Based on prior knowledge, the workclass feature can potentially be related to the target variable of whether a person earns more than $50,000 per year.

To conduct the analysis, we would need a dataset that includes information on both the workclass feature and the corresponding target variable (whether a person earns more than $50,000 per year). By analyzing this dataset, we can observe the relationship between the workclass feature and the target variable and determine how they are linked.

In the absence of a specific dataset, we cannot generate an accurate analysis or create the requested dictionary. However, if we assume that certain workclass values are more likely to be associated with higher incomes, we can make some general observations.

For instance, it is generally expected that individuals working in the "Private" or "Self-emp-inc" workclasses are more likely to earn higher incomes compared to those in other workclass categories. Conversely, individuals in "Without-pay" or "Never-worked" would most likely have lower incomes. 

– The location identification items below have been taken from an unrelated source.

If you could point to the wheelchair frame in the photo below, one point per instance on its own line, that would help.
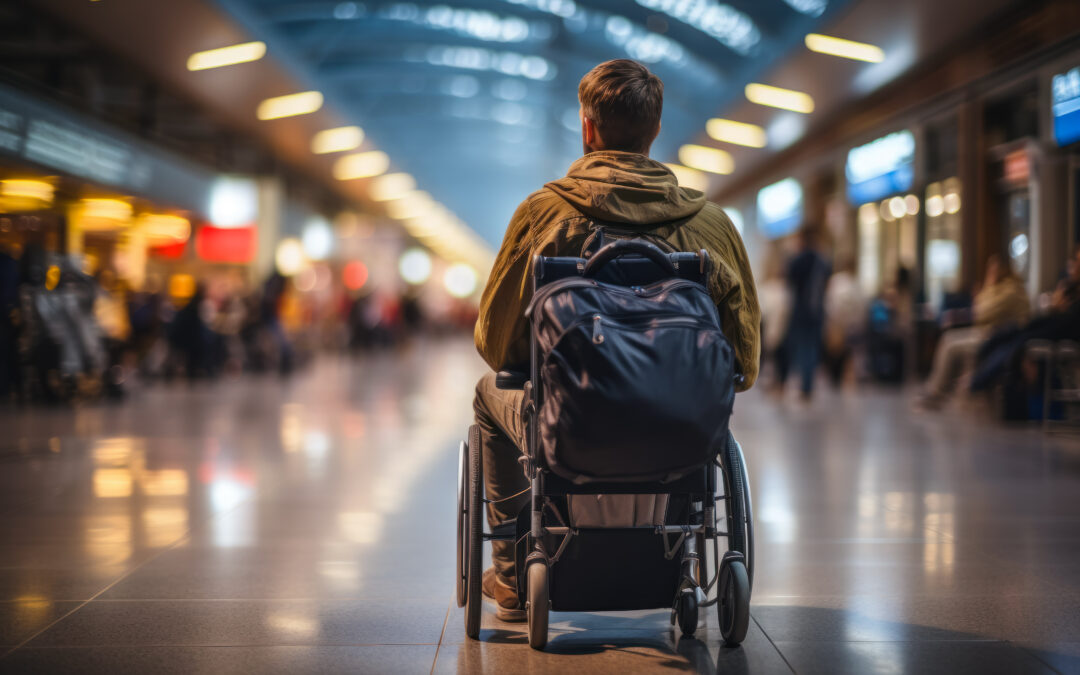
(733, 571)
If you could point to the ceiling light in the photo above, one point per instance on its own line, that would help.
(898, 207)
(412, 205)
(243, 53)
(689, 177)
(415, 266)
(318, 239)
(935, 205)
(736, 216)
(361, 165)
(391, 186)
(289, 105)
(37, 190)
(337, 139)
(777, 97)
(164, 227)
(233, 202)
(739, 133)
(706, 159)
(912, 203)
(289, 258)
(460, 280)
(106, 208)
(845, 49)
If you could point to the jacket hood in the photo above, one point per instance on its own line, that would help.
(610, 186)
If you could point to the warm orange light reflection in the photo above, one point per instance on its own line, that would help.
(112, 483)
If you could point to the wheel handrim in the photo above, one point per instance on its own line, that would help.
(727, 602)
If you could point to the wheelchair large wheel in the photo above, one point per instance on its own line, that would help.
(732, 606)
(474, 531)
(687, 612)
(738, 504)
(538, 605)
(462, 524)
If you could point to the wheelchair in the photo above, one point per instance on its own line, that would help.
(564, 566)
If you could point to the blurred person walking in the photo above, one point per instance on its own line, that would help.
(1000, 302)
(807, 277)
(845, 320)
(616, 185)
(775, 302)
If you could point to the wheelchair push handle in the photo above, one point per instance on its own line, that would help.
(628, 246)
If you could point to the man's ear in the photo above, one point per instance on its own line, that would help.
(589, 134)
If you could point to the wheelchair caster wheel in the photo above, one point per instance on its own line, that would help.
(538, 605)
(732, 603)
(472, 537)
(688, 613)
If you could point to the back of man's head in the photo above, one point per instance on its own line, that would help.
(624, 102)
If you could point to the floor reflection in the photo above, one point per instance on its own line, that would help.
(314, 513)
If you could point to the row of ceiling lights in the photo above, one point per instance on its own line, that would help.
(422, 217)
(697, 158)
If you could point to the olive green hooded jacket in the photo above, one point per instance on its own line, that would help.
(625, 191)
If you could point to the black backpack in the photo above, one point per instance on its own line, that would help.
(637, 379)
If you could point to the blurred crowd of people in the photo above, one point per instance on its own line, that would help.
(815, 316)
(66, 335)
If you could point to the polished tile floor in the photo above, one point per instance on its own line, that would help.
(306, 526)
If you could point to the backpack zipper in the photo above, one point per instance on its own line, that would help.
(645, 292)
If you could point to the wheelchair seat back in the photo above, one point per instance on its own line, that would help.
(632, 375)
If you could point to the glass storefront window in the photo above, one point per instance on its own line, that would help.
(943, 257)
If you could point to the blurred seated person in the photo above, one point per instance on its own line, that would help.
(615, 184)
(1001, 302)
(1000, 359)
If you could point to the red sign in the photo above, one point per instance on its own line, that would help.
(226, 244)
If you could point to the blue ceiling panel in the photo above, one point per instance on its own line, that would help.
(477, 99)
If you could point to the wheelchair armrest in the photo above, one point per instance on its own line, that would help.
(511, 379)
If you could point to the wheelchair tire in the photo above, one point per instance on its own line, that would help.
(737, 494)
(732, 606)
(475, 531)
(688, 613)
(462, 524)
(538, 605)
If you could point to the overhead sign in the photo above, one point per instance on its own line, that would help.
(44, 134)
(780, 207)
(880, 167)
(1065, 90)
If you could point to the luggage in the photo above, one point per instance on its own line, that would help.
(638, 381)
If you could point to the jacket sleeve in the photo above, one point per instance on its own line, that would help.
(740, 312)
(501, 332)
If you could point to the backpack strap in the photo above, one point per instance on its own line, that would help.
(602, 233)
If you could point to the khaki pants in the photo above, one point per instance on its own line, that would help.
(502, 441)
(955, 355)
(502, 437)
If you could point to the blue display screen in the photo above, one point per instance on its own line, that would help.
(880, 167)
(780, 208)
(1066, 106)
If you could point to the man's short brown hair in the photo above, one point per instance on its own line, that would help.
(624, 102)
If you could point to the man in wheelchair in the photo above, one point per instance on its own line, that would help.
(615, 186)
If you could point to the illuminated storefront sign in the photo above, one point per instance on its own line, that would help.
(1066, 106)
(780, 207)
(880, 167)
(43, 134)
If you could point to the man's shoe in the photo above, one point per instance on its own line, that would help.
(504, 596)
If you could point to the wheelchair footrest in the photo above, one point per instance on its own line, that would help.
(502, 531)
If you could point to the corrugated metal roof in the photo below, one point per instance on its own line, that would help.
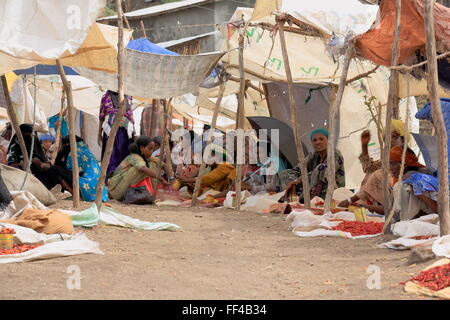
(172, 43)
(155, 10)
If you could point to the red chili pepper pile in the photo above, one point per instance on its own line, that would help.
(435, 279)
(7, 231)
(359, 228)
(18, 249)
(422, 237)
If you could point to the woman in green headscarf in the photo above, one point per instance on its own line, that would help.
(316, 165)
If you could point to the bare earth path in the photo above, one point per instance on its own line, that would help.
(220, 254)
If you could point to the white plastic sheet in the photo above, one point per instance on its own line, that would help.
(331, 16)
(111, 217)
(319, 226)
(55, 245)
(422, 226)
(32, 30)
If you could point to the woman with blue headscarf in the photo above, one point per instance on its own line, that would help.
(316, 165)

To create a dictionary based on these assumptions, we would fill in the possible values for each target class:

```json
{
    "no": ["Local-gov", "?", "State-gov", "Self-emp-not-inc", "Federal-gov", "Without-pay", "Never-worked"],
    "yes": ["Private", "Self-emp-inc"]
}
```

Please note that this is a hypothetical analysis based on general knowledge and assumptions. To provide a more accurate analysis, it is crucial to have access to a dataset that includes actual data on the workclass feature and the target variable.